Beitragsbild: Shutterstock

| Man unterscheidet zwischen öffentlichen und privaten Blockchains.

David Scheider: “Private ­Blockchains sind ein Oxymoron”

Im originalen Bitcoin Whitepaper von Satoshi ­Nakamoto kommt das Wort Blockchain nicht vor. Erst nachdem Bitcoin schon einige Jahre alt war, kam der Begriff “Blockchain” überhaupt erst auf. Seither ­subsumiert man unter diesem Oberbegriff mehr oder weniger dezentralisierte Technologien, die einen oder mehrere Aspekte des originalen Bitcoin-Systems implementiert haben. Mittlerweile ist “Blockchain” aber zum unscharfen Sammelbegriff verkommen, der allerlei meint: Automatisierung, dezentrale Datenbank oder schlicht Protokoll.

Das Problem dabei ist folgendes: Durch die ­absolute Verballhornung des Begriffs ist die Technologie zur Marketingfloskel verkommen. Keiner weiß mehr genau, was eigentlich der Sinn dieser eigentlich sehr behäbigen dezentralen Datenbank ist. Ad absurdum getrieben wurde der Begriff indes vom Aufkommen sogenannter privater Blockchains. Dabei haben nur Berechtigte Lese- und/oder Änderungs­zugriff auf die dort abgelegten Daten. Private Blockchains sind ein Oxymoron, ein Widerspruch in sich.

Schließlich lebt die Blockchain von möglichst großer Dezentralität. Nur wenn alle Teilnehmer:innen gleichberechtigt zu einem Konsens über den Status des Ledgers gelangen, kann die Blockchain ihre Integrität nachweisen. Nein, eine Blockchain ist keine Eier legende Wollmilchsau und “private Blockchains” braucht sowieso kein Mensch. Nehmt doch einfach eine Datenbank.

Moritz Draht: “An privaten Blockchains verdeutlicht sich das Handlungs­spektrum der Technologie”

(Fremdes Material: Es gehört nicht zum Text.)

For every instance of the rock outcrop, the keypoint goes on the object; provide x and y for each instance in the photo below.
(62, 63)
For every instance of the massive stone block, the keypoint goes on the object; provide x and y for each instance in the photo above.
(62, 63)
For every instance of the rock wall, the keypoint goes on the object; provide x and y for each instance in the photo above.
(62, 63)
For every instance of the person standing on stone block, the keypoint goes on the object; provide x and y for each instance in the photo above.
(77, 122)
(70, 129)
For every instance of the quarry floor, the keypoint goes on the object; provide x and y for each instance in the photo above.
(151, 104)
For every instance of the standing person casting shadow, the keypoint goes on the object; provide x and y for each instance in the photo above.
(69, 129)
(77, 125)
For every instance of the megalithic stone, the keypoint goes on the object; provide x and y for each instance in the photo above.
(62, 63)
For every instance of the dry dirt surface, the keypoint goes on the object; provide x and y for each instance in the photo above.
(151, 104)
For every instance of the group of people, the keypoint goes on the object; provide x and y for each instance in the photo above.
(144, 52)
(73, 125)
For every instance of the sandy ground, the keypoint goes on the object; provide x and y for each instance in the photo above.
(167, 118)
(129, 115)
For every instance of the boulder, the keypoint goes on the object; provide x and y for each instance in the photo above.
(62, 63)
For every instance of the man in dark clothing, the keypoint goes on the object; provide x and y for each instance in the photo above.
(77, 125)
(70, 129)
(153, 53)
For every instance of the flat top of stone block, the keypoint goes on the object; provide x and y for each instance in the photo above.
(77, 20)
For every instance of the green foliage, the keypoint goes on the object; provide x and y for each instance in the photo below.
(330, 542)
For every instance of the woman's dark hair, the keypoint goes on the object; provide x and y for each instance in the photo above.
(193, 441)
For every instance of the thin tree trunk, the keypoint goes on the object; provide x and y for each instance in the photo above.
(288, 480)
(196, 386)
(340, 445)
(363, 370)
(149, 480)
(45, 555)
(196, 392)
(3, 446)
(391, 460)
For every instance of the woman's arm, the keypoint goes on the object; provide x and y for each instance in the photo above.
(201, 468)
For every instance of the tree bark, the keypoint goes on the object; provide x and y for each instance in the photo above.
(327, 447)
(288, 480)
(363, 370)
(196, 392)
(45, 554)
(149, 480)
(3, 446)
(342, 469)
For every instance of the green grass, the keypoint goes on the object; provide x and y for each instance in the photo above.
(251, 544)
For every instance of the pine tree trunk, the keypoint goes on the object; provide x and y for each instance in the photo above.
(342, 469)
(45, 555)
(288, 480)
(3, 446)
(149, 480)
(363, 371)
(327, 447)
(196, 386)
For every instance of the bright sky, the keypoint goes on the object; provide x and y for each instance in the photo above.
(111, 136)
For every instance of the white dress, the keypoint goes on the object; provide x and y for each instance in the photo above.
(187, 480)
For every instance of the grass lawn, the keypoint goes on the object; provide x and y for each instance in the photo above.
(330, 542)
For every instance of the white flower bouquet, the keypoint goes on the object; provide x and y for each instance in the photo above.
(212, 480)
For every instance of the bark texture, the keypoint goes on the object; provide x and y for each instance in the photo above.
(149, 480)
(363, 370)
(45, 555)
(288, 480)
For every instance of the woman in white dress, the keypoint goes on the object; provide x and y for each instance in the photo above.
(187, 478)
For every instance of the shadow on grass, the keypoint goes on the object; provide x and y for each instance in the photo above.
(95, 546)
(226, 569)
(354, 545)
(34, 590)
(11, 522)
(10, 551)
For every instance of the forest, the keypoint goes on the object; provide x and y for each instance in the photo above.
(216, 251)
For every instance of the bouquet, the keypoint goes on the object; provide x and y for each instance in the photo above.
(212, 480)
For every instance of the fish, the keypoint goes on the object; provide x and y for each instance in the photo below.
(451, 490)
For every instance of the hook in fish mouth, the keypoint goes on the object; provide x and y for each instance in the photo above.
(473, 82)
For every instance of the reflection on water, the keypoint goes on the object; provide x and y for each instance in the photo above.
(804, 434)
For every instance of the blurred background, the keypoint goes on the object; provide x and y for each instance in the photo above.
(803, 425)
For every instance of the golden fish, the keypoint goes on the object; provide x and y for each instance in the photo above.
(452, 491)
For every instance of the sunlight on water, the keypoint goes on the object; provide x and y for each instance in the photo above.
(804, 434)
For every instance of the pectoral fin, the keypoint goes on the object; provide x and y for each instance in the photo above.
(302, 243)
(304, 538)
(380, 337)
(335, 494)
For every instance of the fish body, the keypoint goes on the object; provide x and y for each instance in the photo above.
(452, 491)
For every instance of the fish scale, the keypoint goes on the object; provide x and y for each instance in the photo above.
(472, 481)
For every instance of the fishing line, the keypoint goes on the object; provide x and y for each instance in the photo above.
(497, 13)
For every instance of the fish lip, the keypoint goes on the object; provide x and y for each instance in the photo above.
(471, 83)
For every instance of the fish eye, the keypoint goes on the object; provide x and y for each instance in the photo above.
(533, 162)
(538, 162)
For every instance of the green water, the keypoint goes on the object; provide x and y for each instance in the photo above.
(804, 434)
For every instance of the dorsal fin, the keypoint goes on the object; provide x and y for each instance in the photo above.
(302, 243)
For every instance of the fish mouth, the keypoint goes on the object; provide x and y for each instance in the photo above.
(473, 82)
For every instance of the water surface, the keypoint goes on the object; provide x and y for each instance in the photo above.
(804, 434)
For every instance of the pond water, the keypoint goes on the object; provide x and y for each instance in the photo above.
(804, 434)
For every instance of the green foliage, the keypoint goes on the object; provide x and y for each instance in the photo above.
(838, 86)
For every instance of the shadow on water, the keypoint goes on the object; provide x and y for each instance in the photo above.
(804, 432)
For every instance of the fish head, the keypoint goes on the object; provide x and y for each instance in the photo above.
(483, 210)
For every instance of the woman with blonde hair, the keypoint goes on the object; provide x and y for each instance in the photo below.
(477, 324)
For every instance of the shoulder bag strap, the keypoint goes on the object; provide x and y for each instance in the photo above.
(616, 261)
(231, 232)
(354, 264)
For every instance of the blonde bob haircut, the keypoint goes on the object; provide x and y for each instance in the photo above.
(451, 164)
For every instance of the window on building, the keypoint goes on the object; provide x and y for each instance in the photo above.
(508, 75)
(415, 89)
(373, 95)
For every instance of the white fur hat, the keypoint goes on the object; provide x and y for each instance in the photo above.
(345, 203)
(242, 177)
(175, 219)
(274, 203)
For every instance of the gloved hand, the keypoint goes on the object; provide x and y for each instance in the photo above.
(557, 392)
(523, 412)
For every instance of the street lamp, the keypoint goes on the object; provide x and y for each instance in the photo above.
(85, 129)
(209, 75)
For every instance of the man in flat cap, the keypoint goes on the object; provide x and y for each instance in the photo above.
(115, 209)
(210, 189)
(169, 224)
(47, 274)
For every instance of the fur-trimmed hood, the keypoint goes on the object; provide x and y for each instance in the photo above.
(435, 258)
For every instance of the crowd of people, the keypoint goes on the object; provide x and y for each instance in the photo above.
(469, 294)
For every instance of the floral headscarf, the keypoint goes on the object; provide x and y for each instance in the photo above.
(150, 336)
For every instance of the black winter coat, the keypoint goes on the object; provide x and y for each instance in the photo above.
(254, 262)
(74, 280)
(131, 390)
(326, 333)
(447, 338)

Die Motivation hinter der Bitcoin Blockchain war ein dezentrales, für alle einsehbares und für alle zugängliches Register. Sie macht keine Unterschiede zwischen Herkunft, Einkommen oder Sozialstatus. Vor der Bitcoin Blockchain sind alle gleich – der Open-Source-­Gedanke ist tief im Protokoll verankert. Was aber, wenn Informationen nicht mit allen geteilt werden sollen oder gar nicht dürfen?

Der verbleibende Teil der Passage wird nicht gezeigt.